Grapevine: Murder suspect's incriminating tattoo

Now some fresh pickings from the Political Grapevine...

HRC + QDDR = ?

Apparently one of Hillary Clinton's initiatives as secretary of state did not work out as well as hoped.

Yesterday, the state department launched its second-ever Quadrennial Diplomacy and Development Review (QDDR) a self-assessment of its diplomatic efforts and goals originated under Clinton.

So, one journalist had what appeared to be a pretty simple request for spokeswoman Jen Psaki.

(BEGIN VIDEO CLIP)

MATT LEE, ASSOCIATED PRESS: Off the top of your head, can you just identify one tangible achievement that the last QDDR resulted in?

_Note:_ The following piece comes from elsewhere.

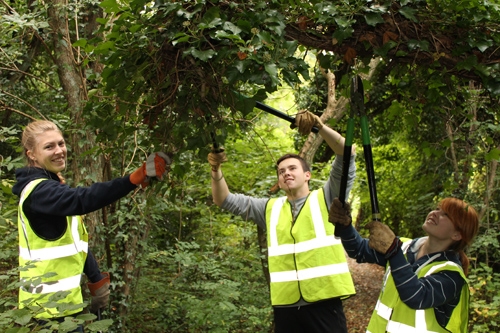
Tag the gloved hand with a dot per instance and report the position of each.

JEN PSAKI, STATE DEPARTMENT SPOKEPERSON: Well, Matt, obviously it's an extensive, expansive process.

LEE: So, no?

PSAKI: I am certain that those who were here at the time, who worked hard on that effort, could point out one.

(END VIDEO CLIP)

One of the primary goals of the QDDR, when launched in 2010, was to increase accountability at the State Department.

Earlier this month, an inspector general's report revealed the department is responsible for $6 billion in missing or incomplete files over the past six years.

Just Dew It

An elementary school principal in Florida, whose students have done very well on standardized tests for years will have to come up with a new way to do it.

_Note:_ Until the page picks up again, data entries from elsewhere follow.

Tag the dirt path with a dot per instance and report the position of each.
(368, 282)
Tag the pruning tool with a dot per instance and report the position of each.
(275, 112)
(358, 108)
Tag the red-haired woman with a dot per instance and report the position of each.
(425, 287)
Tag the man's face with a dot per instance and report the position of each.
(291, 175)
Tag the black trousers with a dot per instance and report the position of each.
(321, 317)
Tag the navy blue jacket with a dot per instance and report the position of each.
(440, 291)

A local TV station reports a parent has objected to the principal's practice of offering students small amounts of Mountain Dew to keep up their energy levels.

The school has consistently been at the top of the class with some of the highest test scores around.

The school says it will stop the practice.

Think Before You Ink

And finally, a man on trial for murder in Kansas is re-thinking his choice of neck tattoo.

Jeffrey Chapman is asking to have the mirror image of the word "murder" removed or covered up by a professional tattoo artist before jury selection starts next week.

Prosecutors do not have a problem with the request, but the sheriff's department does not want to transport Chapman to the tattoo parlor.

Under Kansas law, tattoo artists can only practice in licensed facilities.